A droll dramedy of bourgeois social awkwardness morphs into a deep-cut tragedy about the effects of a mother’s psychological frailty on her grown-up children, in Danish director Mads Mengel‘s impressively uncozy debut feature “The Guest.” Clean-lined and sharp-edged, with David Bauer’s cinematography washed in cool-toned summer light and line-dried under pale Scandinavian skies, the film has many hallmarks of the current Nordic drama wave: parental estrangement, familial resentments, the pained politeness of the middle-class in response to social discomfort, blondeness.

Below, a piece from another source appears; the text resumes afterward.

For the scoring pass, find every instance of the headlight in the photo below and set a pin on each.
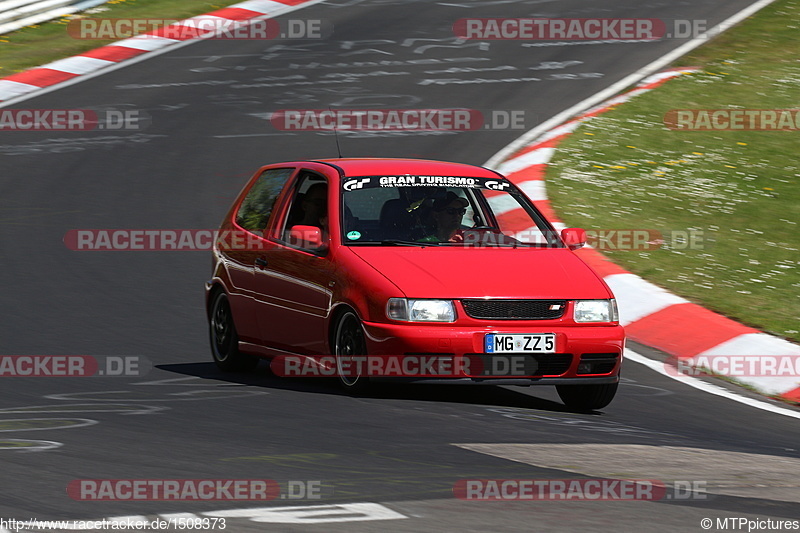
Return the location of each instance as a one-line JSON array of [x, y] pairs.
[[596, 311], [421, 310]]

But in a virtuosic yet restrained performance of volatility from actress Trine Dyrholm, it also shows a steely tensile strength that distinguishes it from its softer contemporaries. Nothing here is hygge.

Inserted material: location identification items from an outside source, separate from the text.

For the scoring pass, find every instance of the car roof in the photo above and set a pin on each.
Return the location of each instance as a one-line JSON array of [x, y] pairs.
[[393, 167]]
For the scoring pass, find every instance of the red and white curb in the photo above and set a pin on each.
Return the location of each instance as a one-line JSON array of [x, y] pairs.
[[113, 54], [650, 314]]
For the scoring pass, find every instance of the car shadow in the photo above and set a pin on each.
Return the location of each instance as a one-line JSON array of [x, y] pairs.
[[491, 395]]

It is set, however, in the highly convivial surroundings of a plush seaside hotel, where well-dressed guests have been invited to celebrate with Karl (Simon Bennebjerg) and Emilie (Mette Klakstein Wiberg) at the naming party for their newborn son, Elliott. They have designed the event as a kind of secular baptism rite: a few sweet words spoken, a dip in the shallows of the sea for the infant, followed by a nice dinner and drinks. And so there’s a lightly sardonic sense of humor at play, as amid the preparatory kerfuffle, Karl’s wealthy, unimpeachably respectable in-laws treat with war-room seriousness the vital question of whether asparagus or salmon would be a preferable starter, and Karl’s sister Rikke (a terrific Josephine Park) wonders what to do with her dog, whom she believes dislikes her.